Critique : Bubba Ho-Tep

Patrick Antona | 13 février 2006
Patrick Antona | 13 février 2006

Après trois années entières passées à écumer avec succès les festivals du monde entier, Bubba Ho-Tep nous arrive enfin dans les salles françaises, et c'est une sacrée bonne nouvelle. Car non seulement il nous permet de retrouver le metteur en scène Don Coscarelli qui a marqué la genre fantastique avec sa série des Phantasm, mais aussi d'apprécier le talent de Bruce « Evil Ash » Campbell dans un vrai premier rôle à sa mesure, laissant de côté ses caméos dans les Spiderman de Sam Raimi. De fait, leur collaboration a accouché d'une des meilleures comédies horrifiques jamais réalisées, tout en se parant d'une réflexion aiguisée sur la vieillesse et le statut d'icône culturelle. Le pari principal du film de faire accepter Bruce Campbell en Elvis Presley décati, reclus dans une maison de retraite du sud des USA, n'était déjà pas évident, mais le faire affronter, en compagnie d'un compère noir, Jack, se prenant pour JFK, une momie mangeuse d'âmes décimant les patients de l'hospice, relevait d'une gageure des plus hasardeuses ! Non seulement Don Coscarelli évite les écueils qui auraient fait basculer Bubba Ho-Tep dans le délire trash gratuit ou la grosse farce façon Troma, mais il réussit à faire de son film une œuvre plus complexe qu'il n'y paraît.

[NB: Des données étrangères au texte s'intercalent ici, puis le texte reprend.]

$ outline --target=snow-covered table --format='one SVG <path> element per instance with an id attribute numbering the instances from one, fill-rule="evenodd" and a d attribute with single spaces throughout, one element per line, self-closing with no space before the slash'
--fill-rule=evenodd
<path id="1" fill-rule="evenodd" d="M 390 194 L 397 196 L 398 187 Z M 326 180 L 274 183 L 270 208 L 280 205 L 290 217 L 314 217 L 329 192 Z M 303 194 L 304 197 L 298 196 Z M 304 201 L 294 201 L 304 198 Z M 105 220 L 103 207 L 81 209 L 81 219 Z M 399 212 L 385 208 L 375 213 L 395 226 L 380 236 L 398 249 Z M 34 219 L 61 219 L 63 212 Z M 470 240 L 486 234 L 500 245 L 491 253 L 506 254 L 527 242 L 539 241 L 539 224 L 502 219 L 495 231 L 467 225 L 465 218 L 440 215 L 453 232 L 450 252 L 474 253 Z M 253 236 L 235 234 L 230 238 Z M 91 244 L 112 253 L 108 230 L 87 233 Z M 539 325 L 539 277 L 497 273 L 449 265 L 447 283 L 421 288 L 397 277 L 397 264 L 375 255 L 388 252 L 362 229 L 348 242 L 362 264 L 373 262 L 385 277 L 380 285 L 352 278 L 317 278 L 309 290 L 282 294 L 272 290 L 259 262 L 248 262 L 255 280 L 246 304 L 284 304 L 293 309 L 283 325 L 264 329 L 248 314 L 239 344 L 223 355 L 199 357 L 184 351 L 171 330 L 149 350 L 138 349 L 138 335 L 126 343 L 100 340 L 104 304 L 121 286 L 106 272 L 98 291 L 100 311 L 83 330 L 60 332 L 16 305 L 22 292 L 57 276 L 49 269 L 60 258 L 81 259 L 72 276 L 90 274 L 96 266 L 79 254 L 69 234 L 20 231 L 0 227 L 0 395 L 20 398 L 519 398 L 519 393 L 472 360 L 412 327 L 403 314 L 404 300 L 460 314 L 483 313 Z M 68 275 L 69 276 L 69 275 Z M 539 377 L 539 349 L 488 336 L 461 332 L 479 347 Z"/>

Tout en menant son intrigue avec un suspens et un sens du merveilleux qui donnent au film une tournure le rapprochant d'un conte ou d'une fable, le réalisateur se sert de son scénario délirant pour aborder avec sens des thèmes concrets, comme le statut des seniors dans notre monde, la peur de mourir ou le destin des gloires oubliées. Toutes ces émotions sont véhiculées par le biais de cet Elvis Presley presque grabataire (ayant pris l'identité d'un de ses multiples sosies, Sebastian Haff) qui décide de renouer avec son statut de légende du Rock'n'roll, uniquement pour avoir la fierté de finir sa vie en tant qu'homme et de préserver son âme menacée. Les scènes où il récupère les derniers souvenirs des victimes de la momie, ainsi que celles où il se remémore avec amertume ses erreurs du passé, participent à donner au personnage d'Elvis un relief et une stature humaine qui évite la parodie avec soin. L'interprétation de Bruce Campbell y participe grandement, tenant du miracle, évoluant sur le fil du rasoir, entre sublime et grotesque. Il « est » cet Elvis Presley si particulier, avec des attitudes et des inflexions de voix confondantes de réalisme, jusqu'à l'affrontement final, assis sur sa chaise roulante ! C'est sous les conseils éclairés de Sam Raimi que Bruce Campbell fut approché pour le rôle, et bien lui en a pris, au vu du résultat particulièrement bluffant qui en résulte.

Mais Don Coscarelli ne verse pas dans l'hommage servile, ni dans le larmoyant, pour décrire le dernier round de l'idole du rock. Il sait se servir d'un humour jouissif et iconoclaste : des joies de ressentir une érection longtemps oubliée à la peur de son voisin de se faire aspirer son âme par son anus, jusqu'aux punchline insultantes envoyées à la face de la momie, tout contribue au second degré savoureux de Bubba Ho-Tep. Il est à signaler que l'interprète de Jack, l'avatar comique de John F. Kennedy, Ossie Davis, est le réalisateur du premier film policier noir du cinéma américain, Cotton comes to Harlem, réjouissante adaptation d'un roman de Chester Himes. Ossie Davis est décédé en février 2005, après une carrière de plus de cinquante ans.

Pour le côté horrifique de son film – car n'oublions pas que Bubba Ho-Tep est un film d'épouvante – , Don Coscarelli fait montre de son talent de vieux briscard du genre. Il illustre les exploits épouvantables de la momie sans verser dans le spectaculaire à outrance, évitant l'overdose numérique en préférant des effets spéciaux de maquillage plus classiques (commis par le talentueux studio KNB), et en s'appuyant sur une atmosphère onirique et oppressante, rappelant par là qu'il est l'immortel auteur de la série Phantasm.

Remis en selle par le succès culte de Bubba Ho-Tep, il a depuis participé à l'anthologie Masters of horror, et planche sur une séquelle, titrée Bubba Nosferatu, avec à nouveau Bruce Campbell. C'est définitivement ce dernier qui remporte la palme du meilleur effet spécial du film. En Elvis revenu d'entre les morts et élevé définitivement au rang d'icône en tant que héros d'une certaine Amérique, celle des exclus et des oubliés, il démontre par là même et avec génie que l'on peut être respectueux d'un mythe tout en le malmenant un peu.